Mais, hélas ! ma vacillante flamme d’espérance fut tristement éteinte par une lettre de ma mère, qui me parlait si sérieusement de l’aggravation de la maladie de mon père, que je craignis qu’il n’y eût que peu ou point d’espoir qu’il se rétablît ; et, si proches que fussent les vacances, je tremblais qu’elles ne vinssent trop tard pour que je pusse le revoir encore en ce monde. Deux jours après, une lettre de Mary me dit que l’on désespérait de lui, et que sa fin semblait approcher rapidement. Je demandai aussitôt la permission d’anticiper sur les vacances et de partir sans délai.
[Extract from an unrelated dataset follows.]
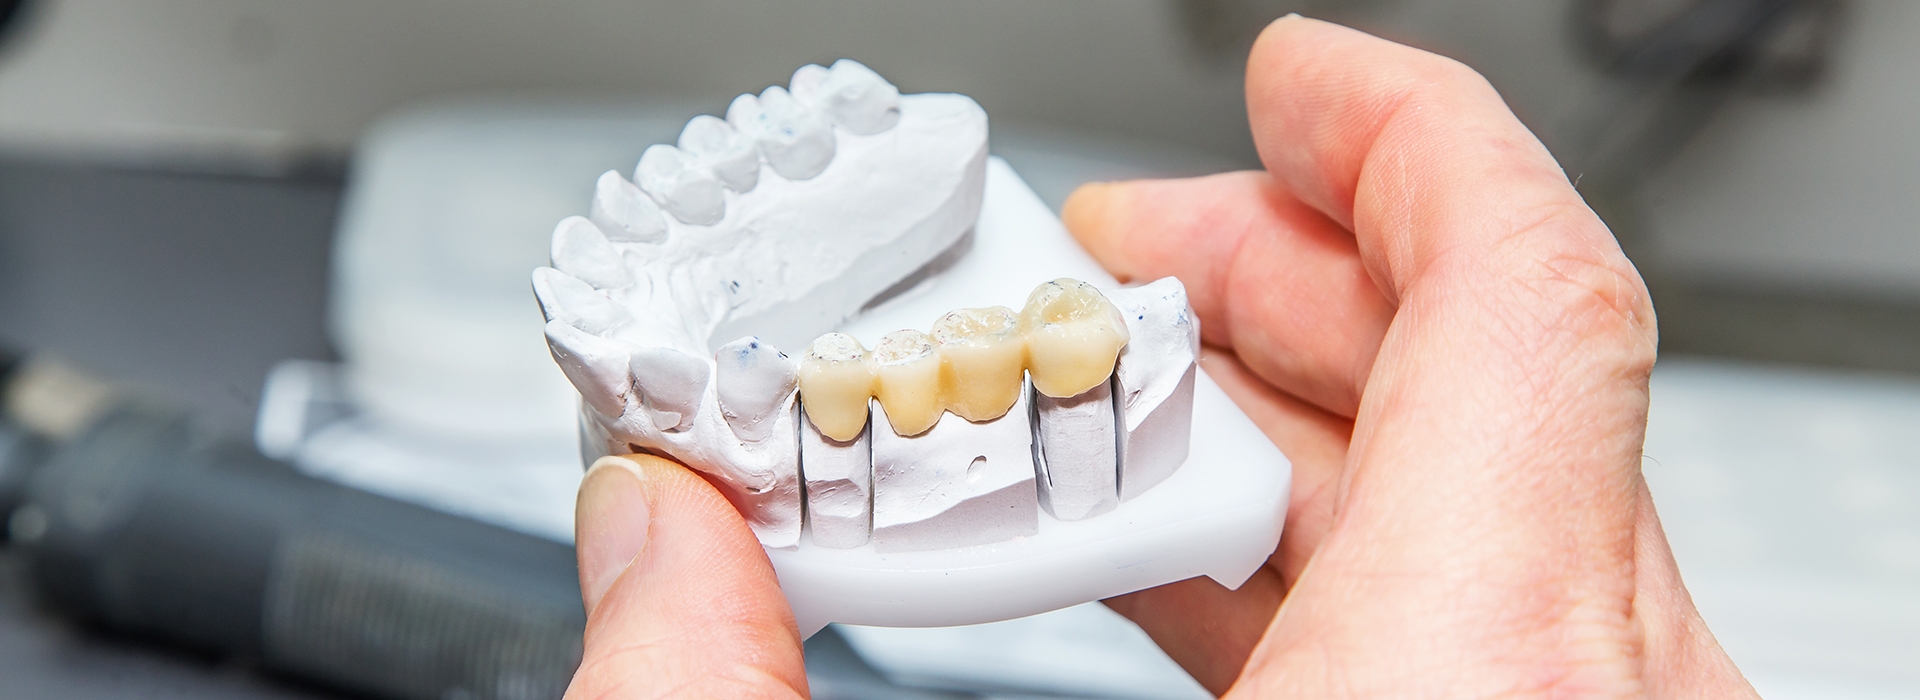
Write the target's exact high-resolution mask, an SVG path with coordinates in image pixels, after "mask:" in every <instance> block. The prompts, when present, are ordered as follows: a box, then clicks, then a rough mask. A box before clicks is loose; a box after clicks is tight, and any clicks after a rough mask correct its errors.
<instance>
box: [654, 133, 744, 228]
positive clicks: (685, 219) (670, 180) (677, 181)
mask: <svg viewBox="0 0 1920 700" xmlns="http://www.w3.org/2000/svg"><path fill="white" fill-rule="evenodd" d="M634 184H639V188H641V190H647V194H651V196H653V201H659V203H660V209H666V213H670V215H674V219H680V221H682V222H687V224H695V226H710V224H718V222H720V219H722V217H726V198H724V196H722V194H720V178H718V176H716V175H714V171H712V169H708V167H705V165H703V163H701V161H699V157H693V155H691V153H687V152H682V150H680V148H674V146H666V144H653V146H647V150H645V152H643V153H639V165H637V167H634Z"/></svg>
Mistress Murray ouvrit de grands yeux et s’étonna de l’énergie et de la hardiesse avec laquelle je présentai ma requête ; elle pensait qu’il n’y avait pas lieu de tant se presser, mais enfin elle me donna la permission de partir. Elle me dit pourtant qu’il n’était pas besoin de me mettre dans une telle agitation, que ce pouvait être, après tout, une fausse alarme ; que, s’il arrivait le contraire, eh bien, c’était le cours de la nature ; que nous devions tous mourir, et que je ne devais pas me supposer la seule personne au monde qui fût affligée. Elle conclut en me disant que je pourrais avoir le phaéton pour me conduire jusqu’à O… « Et au lieu de vous plaindre, miss Grey, ajouta-t-elle, soyez reconnaissante des privilèges dont vous jouissez. Il est plus d’un pauvre membre du clergé dont la famille serait plongée dans la ruine par sa mort ; tandis que vous, vous le voyez, vous avez des amis influents prêts à vous continuer leur patronage et à vous montrer toute considération. »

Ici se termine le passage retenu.